A common field called Sheveshill lay near the site of the tube station and disappeared sometime around the 1830s, when a workhouse for 350 inmates was built at Redhill. A union school for 150 children was added in 1859 and houses went up in North, South, and East Roads soon afterwards, presumably to serve the workhouse. The workhouse infirmary has since evolved to become Edgware community hospital. A farmhouse was built to the south – and it still had a cow-keeper in 1922.
Burnt Oak remained predominantly rural until 1924 when the London Underground station opened and the London County Council bought land to build 4,000 homes. The first Tesco supermarket opened in 1929 in Burnt Oak, although founder Jack Cohen had already been selling groceries in the markets of east London for a decade.
The Watling estate was complete by 1930 and included good provision of green spaces but a variety of other amenities were not made available until later. Private companies then built on the estate’s perimeter, notably the Sheffield-based firm Henry Boot and Son, which developed the site of Burnt Oak Farm after 1930. Many residents found employment at the de Havilland aircraft works in Stag Lane (see also Queensbury).

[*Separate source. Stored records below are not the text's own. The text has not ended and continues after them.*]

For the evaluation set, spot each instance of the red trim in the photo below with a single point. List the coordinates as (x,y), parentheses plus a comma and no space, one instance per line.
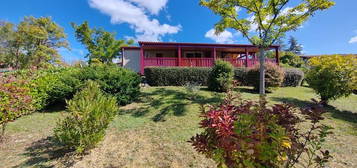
(142,62)
(179,56)
(197,44)
(277,56)
(246,58)
(131,48)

Over the second half of the 20th century houses and flats replaced many commercial premises and the old Redhill hospital buildings.
On almost every index of deprivation, Burnt Oak ranks the highest in the borough and it is the most densely populated. As a consequence, Barnet council has targeted the locality for numerous regeneration efforts. The ward also has the borough’s highest proportion of disabled people and relatively large numbers of white Irish and eastern European residents, as well as those of Indian and African descent. At 33.7 years, the average age of Burnt Oak residents is relatively low, mainly because of the large number of households with children, including many single-parent households.